Kapey

  So begann alles

Das Telefon klingelte. Irgendwie anders als sonst, irgendwie dringlicher, irgendwie lauter, irgendwie wichtiger. Ich wollte das Funktelefon gar nicht aus der Station nehmen. Aber das kann doch gar nicht sein. Ein Telefon klingelt immer gleich laut, so wie es eingestellt ist und sich feige zu drücken, gehört eigentlich nicht zu meinen Eigenschaften. Aber ich hatte ein ungutes Gefühl.
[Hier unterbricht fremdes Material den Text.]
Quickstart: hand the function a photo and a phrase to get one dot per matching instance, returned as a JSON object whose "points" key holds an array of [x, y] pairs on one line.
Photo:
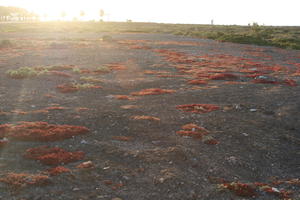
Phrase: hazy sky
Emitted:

Es war später Nachmittag. Wer ruft um diese Zeit noch bei uns an? Meine Tochter hatte mich schon am Vormittag angerufen, wie sie es fast jeden Tag macht. „Ich will mich nur vergewissern, dass es dir gut geht“, sagt sie dazu, wenn ich einwende, dass sie doch immer viel zu tun hat und ihr die -Telefoniererei- viel Zeit raubt. Mein Mann war schon von der Arbeit daheim. Er ruft mich auch immer mal wieder von der Arbeit aus an. Viele Anrufe sind bei mir gar nicht möglich. Innerhalb der Familie haben wir einen Familienchat und schicken Nachrichten hin und her. Daher sind wir immer unterrichtet und viele Telefonate entfallen dadurch. Meine Freundin Susanne, aus Schleswig-Holstein, ruft auch hin und wieder an. Aber eher am Vormittag. Wir sind zusammen zur Schule gegangen und durch einen glücklichen Umstand, haben wir uns nach vielen Jahren wieder getroffen und sind seitdem in Verbindung geblieben.

Ich war überrascht, es war meine Tochter Christina. Was war jetzt noch so wichtig, dass sie ein zweites Mal an diesem Tag anrief? Christina erzählte belangloses von den Enkelkinder. Hatte sie das nicht schon heute früh erzählt? Dann sagte sie ganz ruhig: „Mama, setz dich mal hin. Ich muss dir was sagen“. Die Stimme meiner Tochter wurde in meinem Kopf leiser und ich hörte ihr nicht mehr richtig zu. Warum sollte ich mich hinsetzen? Was sollte denn passiert sein, dass ich sitzen sollte? Mir fiel spontan gar nichts ein. Heute früh war doch noch alles in Ordnung. So schnell falle ich nicht um, auch nicht, wenn unvorhergesehenes passiert. Ich bin sehr emotional und ärgere mich, wenn es etwas zum Ärgern gibt und weine, wenn etwas Trauriges passiert und Freudentränen kommen bei mir auch oft vor, aber ich bin noch nie umgefallen.

In der Ferne hörte ich Christina an meinem Ohr sagen, dass eine Verwandte aus Hamburg am Nachmittag angerufen hat, die meine Telefonnummer nicht hatte. „Mama, Wolfgang ist tot“! Ich setzte mich auf meinen Bürostuhl und die Tränen liefen über mein Gesicht.